Wasser-Retter in der Region befürchten mehr Ertrinkende

10.7.2020, 18:51 Uhr

Wie Laufen, Sprechen und Lesen zu lernen, war auch die Schwimmschule über viele Jahrzehnte hinweg normal. Selbst kleine Orte bauten Bäder. Fast jedes Kind profitierte davon. Noch Ende der 80er Jahre war klar, dass rund 90 Prozent der Deutschen sich sicher im Wasser bewegen können.
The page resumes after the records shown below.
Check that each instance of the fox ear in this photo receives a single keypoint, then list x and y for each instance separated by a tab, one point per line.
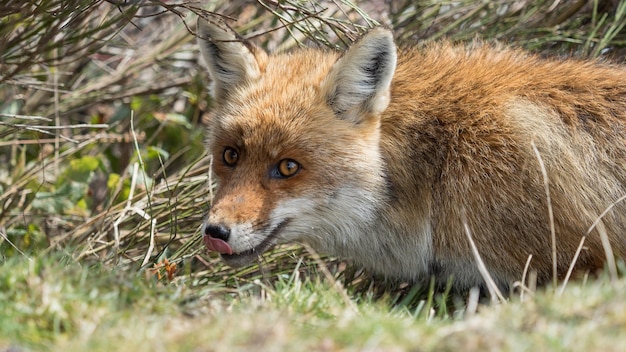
358	85
230	59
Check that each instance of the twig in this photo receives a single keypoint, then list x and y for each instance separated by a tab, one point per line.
494	292
546	185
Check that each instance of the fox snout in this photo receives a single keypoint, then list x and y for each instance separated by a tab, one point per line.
216	238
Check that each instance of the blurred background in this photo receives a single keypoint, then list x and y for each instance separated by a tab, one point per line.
102	104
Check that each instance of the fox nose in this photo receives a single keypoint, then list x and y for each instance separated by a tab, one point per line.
218	231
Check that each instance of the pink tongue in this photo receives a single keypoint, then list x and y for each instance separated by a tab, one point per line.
217	245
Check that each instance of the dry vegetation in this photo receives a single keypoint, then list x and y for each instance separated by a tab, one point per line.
102	158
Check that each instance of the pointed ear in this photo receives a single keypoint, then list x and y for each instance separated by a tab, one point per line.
358	85
230	59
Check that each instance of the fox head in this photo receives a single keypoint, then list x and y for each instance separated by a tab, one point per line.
295	143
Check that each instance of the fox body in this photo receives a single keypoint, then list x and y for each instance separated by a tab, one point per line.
392	157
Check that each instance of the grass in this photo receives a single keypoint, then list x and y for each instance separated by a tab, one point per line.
103	187
54	303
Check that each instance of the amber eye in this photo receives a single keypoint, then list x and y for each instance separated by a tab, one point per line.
288	167
230	156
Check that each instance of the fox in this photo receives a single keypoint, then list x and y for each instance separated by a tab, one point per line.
403	158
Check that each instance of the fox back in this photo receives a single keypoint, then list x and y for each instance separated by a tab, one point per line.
396	157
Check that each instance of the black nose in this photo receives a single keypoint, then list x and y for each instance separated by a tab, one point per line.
217	231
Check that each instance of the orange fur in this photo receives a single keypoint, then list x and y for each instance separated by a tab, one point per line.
390	172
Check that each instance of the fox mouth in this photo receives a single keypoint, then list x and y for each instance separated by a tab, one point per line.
246	257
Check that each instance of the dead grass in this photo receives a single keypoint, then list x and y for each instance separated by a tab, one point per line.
67	101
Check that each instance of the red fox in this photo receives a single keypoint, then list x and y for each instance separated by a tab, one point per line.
388	155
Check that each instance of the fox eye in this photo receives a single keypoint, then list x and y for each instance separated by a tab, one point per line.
287	168
230	156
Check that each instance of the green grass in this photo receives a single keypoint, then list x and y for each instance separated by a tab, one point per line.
88	209
53	303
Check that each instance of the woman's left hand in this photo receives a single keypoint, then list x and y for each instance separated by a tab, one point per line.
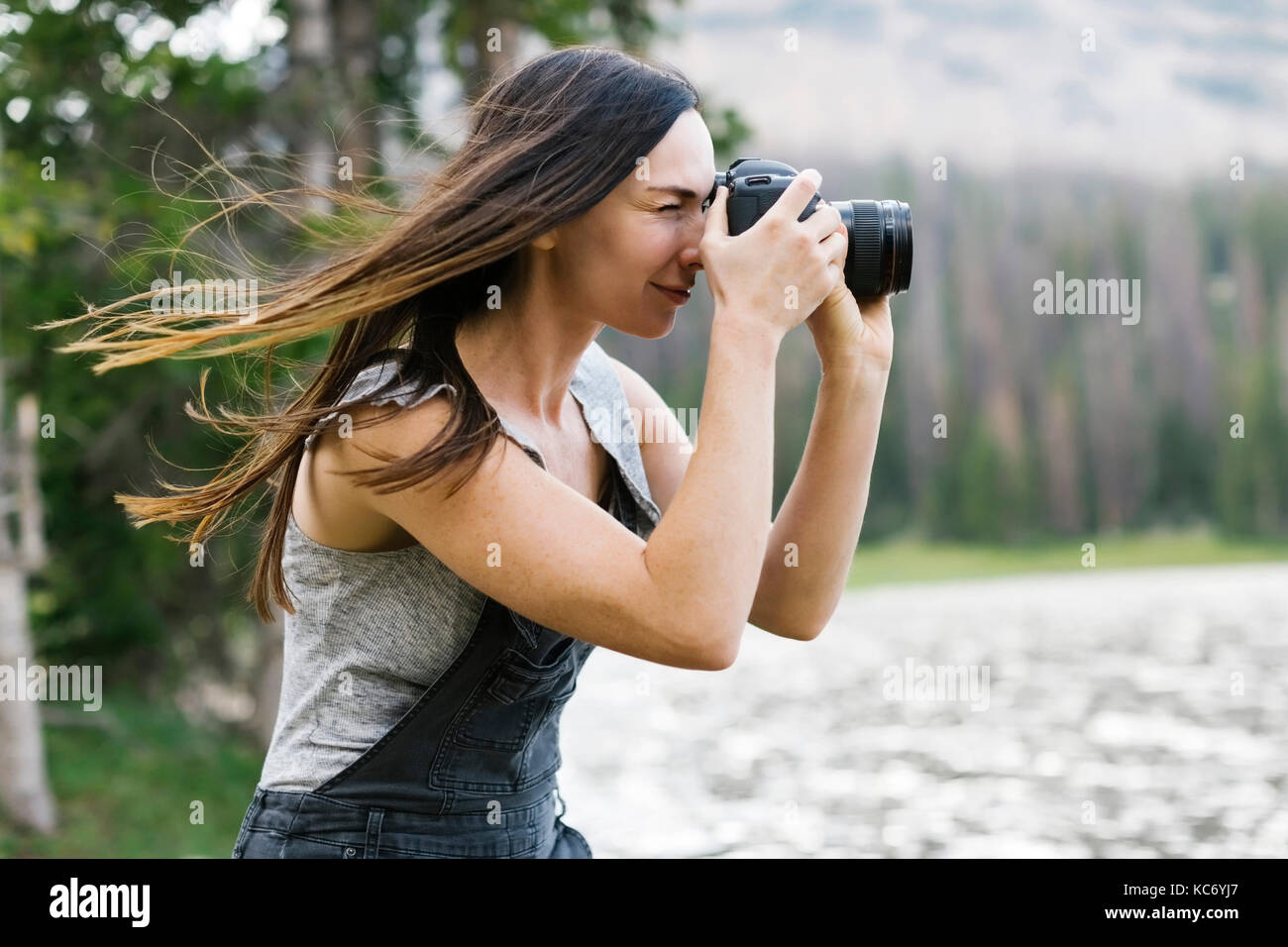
850	333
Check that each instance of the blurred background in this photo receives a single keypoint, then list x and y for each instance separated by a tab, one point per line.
1081	519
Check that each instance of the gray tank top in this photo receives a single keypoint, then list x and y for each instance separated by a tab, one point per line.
382	626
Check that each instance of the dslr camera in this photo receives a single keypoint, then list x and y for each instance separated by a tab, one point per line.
880	258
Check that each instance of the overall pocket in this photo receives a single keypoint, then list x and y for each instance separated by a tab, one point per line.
503	740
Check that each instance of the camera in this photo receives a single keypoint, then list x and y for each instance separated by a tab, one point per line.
880	257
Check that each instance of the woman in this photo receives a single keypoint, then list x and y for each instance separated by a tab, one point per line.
438	624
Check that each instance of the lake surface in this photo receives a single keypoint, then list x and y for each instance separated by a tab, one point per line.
1132	712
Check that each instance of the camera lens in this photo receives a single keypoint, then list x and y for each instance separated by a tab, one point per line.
880	261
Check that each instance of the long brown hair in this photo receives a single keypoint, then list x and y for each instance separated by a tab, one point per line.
546	144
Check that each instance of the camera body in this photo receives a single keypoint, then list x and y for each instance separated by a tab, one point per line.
880	257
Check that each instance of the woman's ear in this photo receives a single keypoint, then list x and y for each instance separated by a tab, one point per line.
548	240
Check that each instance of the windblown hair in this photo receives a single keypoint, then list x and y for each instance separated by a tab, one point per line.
545	145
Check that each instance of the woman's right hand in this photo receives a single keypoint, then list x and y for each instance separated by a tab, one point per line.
751	274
Lothar Schnelle von der Nürnberger Wasserwacht gehört dieser Generation an. Das Schwimmen hat dem 54-Jährigen, der heute für das Rote Kreuz Rettungsschwimmer ausbildet, Bootsführer ist und Einsätze der Wasserrettung leitet, seine Mutter beigebracht – als Knirps mit sechs Jahren. Segen oder Fluch? Denn die Folge war, dass er beim Schwimmunterricht in der vierten Klasse an der Nürnberger Paniersschule schon eine Wasserratte war – "ich musste daher meist am Beckenrand sitzen".

Heute sitzen viele junge Menschen nicht mal mehr am Beckenrand. Nach Angaben des Roten Kreuzes sind in Bayern rund 15 Prozent aller Kinder zwischen fünf und 17 Jahren Nichtschwimmer. Was einen Wasserretter wie Schnelle nicht sonderlich erstaunt, "weil Schwimmbäder fehlen und weil man in den meisten ,Spaßbädern’ nicht schwimmen können muss".
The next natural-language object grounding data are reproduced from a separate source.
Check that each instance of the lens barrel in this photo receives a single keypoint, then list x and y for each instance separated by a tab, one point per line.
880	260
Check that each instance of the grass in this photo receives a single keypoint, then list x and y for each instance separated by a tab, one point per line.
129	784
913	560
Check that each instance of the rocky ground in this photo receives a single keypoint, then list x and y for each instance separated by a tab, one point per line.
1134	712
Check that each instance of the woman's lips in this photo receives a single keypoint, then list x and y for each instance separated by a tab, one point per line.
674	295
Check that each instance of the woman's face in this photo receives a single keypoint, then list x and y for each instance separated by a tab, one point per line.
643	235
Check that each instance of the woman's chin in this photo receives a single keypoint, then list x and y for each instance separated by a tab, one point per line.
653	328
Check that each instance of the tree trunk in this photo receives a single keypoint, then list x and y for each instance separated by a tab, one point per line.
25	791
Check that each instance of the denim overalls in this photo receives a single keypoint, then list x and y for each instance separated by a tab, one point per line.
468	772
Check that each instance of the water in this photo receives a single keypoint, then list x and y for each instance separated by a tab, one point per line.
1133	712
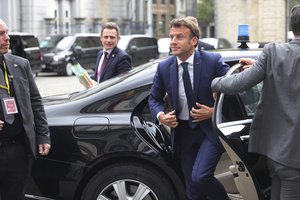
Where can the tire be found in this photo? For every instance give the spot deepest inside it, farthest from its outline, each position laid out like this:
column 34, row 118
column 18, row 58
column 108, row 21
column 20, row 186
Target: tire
column 128, row 181
column 68, row 69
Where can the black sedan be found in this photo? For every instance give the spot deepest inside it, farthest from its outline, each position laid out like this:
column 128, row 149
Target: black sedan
column 105, row 145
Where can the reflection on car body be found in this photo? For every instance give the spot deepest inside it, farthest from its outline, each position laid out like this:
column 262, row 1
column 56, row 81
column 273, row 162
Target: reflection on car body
column 105, row 144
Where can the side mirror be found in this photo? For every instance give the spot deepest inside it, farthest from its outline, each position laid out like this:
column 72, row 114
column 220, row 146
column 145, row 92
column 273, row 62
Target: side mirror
column 78, row 49
column 133, row 48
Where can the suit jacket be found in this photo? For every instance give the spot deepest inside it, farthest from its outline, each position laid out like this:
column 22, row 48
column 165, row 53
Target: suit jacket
column 118, row 62
column 207, row 66
column 29, row 101
column 276, row 124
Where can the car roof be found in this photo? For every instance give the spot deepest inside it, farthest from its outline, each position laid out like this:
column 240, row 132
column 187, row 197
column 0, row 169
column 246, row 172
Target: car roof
column 21, row 34
column 142, row 76
column 86, row 34
column 236, row 54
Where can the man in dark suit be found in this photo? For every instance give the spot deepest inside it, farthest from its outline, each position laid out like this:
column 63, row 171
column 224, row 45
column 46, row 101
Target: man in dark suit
column 196, row 147
column 24, row 129
column 111, row 60
column 275, row 129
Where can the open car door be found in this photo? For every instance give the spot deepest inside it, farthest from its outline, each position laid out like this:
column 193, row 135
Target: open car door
column 232, row 120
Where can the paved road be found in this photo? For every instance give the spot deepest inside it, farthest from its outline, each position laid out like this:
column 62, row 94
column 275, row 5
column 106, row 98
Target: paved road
column 51, row 84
Diesen Sommer wird es noch schwieriger sein, für ausreichende Sicherheit im Wasser zu sorgen. Aufgrund der langen Schließzeiten wegen der Corona-Pandemie hat ein ganzer Jahrgang den Schwimmunterricht verpasst. Nachholbedarf ist da. Weshalb die Wasserwacht gestern in München mit der Kampagne "Bayern schwimmt" begann, bei der Grundschülern virtuell das Brustschwimmen, Kraulen oder Tauchen vermittelt werden soll.

Zu spät ist es überdies auch in späteren Jahren nie: "Richtig schwimmen lernen kann man bis ins hohe Alter", weiß Schnelle. Neben der Wasserwacht und bietet unter anderem die Deutschen Lebensrettungsgesellschaft (DLRG) Erwachsenenschwimmkurse an .
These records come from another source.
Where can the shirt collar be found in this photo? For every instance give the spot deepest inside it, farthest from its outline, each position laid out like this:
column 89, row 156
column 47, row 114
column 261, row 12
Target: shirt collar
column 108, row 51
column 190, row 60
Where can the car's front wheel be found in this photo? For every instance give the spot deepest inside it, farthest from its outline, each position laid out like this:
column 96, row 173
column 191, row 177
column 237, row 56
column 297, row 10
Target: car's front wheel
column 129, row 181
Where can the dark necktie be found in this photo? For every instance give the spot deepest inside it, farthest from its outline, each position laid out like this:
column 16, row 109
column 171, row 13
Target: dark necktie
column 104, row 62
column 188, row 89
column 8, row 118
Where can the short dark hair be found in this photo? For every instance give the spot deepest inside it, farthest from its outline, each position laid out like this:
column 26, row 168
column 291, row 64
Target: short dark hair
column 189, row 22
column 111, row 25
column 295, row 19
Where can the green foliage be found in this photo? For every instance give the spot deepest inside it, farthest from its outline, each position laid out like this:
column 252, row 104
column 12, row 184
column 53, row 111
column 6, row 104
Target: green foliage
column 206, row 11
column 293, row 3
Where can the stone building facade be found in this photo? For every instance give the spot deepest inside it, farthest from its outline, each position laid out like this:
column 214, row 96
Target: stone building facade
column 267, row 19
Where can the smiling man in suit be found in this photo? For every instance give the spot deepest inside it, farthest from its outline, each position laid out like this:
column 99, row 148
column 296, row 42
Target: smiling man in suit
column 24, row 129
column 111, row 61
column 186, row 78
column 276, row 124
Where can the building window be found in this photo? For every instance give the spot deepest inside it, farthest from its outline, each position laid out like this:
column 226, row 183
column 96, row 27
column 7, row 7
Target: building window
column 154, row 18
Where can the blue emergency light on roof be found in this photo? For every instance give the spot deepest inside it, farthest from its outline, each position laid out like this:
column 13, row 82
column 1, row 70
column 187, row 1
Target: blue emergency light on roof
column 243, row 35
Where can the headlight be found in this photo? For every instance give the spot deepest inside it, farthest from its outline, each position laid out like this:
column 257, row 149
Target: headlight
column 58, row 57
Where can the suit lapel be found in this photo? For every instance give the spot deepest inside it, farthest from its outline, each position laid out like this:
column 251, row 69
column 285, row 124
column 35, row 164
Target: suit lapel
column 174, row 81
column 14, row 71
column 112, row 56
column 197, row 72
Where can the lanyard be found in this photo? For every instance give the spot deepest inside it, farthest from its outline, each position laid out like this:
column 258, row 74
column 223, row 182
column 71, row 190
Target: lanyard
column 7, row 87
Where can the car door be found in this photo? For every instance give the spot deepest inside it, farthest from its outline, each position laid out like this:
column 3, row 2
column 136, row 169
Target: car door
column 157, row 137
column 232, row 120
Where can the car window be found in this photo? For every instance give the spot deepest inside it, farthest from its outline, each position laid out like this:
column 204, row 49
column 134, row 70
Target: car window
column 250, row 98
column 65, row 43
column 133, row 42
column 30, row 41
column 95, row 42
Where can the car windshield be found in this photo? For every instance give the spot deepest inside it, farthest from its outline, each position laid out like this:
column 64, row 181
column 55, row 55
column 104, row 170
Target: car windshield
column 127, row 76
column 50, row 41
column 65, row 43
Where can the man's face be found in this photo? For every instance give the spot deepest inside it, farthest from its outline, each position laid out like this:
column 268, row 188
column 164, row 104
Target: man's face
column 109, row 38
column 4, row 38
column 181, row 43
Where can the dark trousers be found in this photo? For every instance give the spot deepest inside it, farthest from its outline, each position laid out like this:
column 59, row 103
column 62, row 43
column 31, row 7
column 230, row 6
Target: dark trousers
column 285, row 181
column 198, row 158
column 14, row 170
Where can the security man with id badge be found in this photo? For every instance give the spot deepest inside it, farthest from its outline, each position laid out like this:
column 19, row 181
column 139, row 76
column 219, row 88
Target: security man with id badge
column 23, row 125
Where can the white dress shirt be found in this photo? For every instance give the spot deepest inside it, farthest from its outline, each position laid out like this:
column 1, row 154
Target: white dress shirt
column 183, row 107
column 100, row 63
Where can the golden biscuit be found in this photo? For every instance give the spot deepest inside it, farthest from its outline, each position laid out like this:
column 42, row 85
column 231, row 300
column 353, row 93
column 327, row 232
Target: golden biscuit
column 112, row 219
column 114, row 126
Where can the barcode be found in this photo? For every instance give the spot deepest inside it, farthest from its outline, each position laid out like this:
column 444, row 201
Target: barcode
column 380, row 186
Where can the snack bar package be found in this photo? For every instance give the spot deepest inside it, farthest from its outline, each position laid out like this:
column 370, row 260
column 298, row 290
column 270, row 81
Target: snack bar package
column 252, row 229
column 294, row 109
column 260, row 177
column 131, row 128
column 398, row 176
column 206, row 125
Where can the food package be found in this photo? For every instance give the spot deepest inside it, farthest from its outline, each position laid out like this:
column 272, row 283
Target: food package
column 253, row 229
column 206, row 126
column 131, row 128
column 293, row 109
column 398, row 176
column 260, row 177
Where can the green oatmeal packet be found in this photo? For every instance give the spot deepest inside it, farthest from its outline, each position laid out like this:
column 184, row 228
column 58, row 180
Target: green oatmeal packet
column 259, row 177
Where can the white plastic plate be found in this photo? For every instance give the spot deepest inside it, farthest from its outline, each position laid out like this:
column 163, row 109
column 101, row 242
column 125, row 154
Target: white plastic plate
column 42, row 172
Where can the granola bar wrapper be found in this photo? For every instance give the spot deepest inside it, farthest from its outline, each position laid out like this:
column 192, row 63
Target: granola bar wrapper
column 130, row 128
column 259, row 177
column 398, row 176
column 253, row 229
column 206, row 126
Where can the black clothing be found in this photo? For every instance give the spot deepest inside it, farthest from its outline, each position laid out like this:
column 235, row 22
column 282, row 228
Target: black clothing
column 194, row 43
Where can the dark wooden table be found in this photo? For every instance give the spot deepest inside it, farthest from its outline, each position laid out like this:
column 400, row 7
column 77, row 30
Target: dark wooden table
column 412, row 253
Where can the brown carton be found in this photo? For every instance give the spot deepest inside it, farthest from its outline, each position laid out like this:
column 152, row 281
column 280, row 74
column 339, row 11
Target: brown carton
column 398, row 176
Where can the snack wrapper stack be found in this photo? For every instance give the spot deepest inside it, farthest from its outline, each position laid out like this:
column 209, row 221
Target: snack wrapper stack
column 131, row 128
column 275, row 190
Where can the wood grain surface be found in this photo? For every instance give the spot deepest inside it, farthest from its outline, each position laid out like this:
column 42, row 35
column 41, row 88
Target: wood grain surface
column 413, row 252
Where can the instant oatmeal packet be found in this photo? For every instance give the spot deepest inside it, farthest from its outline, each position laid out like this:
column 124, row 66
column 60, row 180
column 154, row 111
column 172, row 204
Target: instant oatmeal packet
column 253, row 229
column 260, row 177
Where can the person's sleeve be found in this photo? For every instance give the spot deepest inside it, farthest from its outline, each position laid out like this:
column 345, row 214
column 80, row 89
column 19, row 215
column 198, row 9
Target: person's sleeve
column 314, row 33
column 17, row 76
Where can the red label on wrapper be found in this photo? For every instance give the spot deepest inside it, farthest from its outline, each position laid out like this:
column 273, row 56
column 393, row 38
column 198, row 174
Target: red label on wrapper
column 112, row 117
Ein DLRG-Sprecher machte gestern darauf aufmerksam, dass in Bayern heuer schon zwölf Menschen ertrunken sind – "und jede Woche werden es mehr". Nürnberg blieb bisher verschont, doch erst Ende Juni ist ein Vater mit seiner vierjährigen Tochter im Trebgaster Badesee in Oberfranken ertrunken. Kamen vergangenes Jahr im Freistaat 95 Menschen im Wasser ums Leben, rechnet man bei der DLRG in dieser Saison mit deutlich mehr traurigen Schlagzeilen. Denn viele Menschen werden den Urlaub in der Region verbringen.

Der menschliche Körper hält es nur wenige Minuten unter Wasser aus. "Nach drei bis fünf Minuten kann es bereits zu Hirnschädigungen kommen, das ist aber sehr abhängig von der Wassertemperatur und dem Sauerstoffverbrauch im Körper", weiß Schnelle: "Pauschal lässt sich das nicht sagen."

Wird man vor dem Ertrinken bewusstlos oder kann man noch um Hilfe rufen? Dem Rettungsexperten zufolge wird zwischen "Badetod" und "Ertrinkungstod" unterschieden. Während der erstgenannte lautlos vor sich geht und zum Beispiel einen Herzinfarkt zur Ursache haben kann, also keine Chance auf einen Hilferuf besteht, passiert der "Ertrinkungstod" in drei Phasen: "In der Abwehrphase ist es noch möglich, um Hilfe rufen, in der Krampfphase krampfen alle Muskeln, auch die Stimmritze, in der Lähmungsphase geht man unter."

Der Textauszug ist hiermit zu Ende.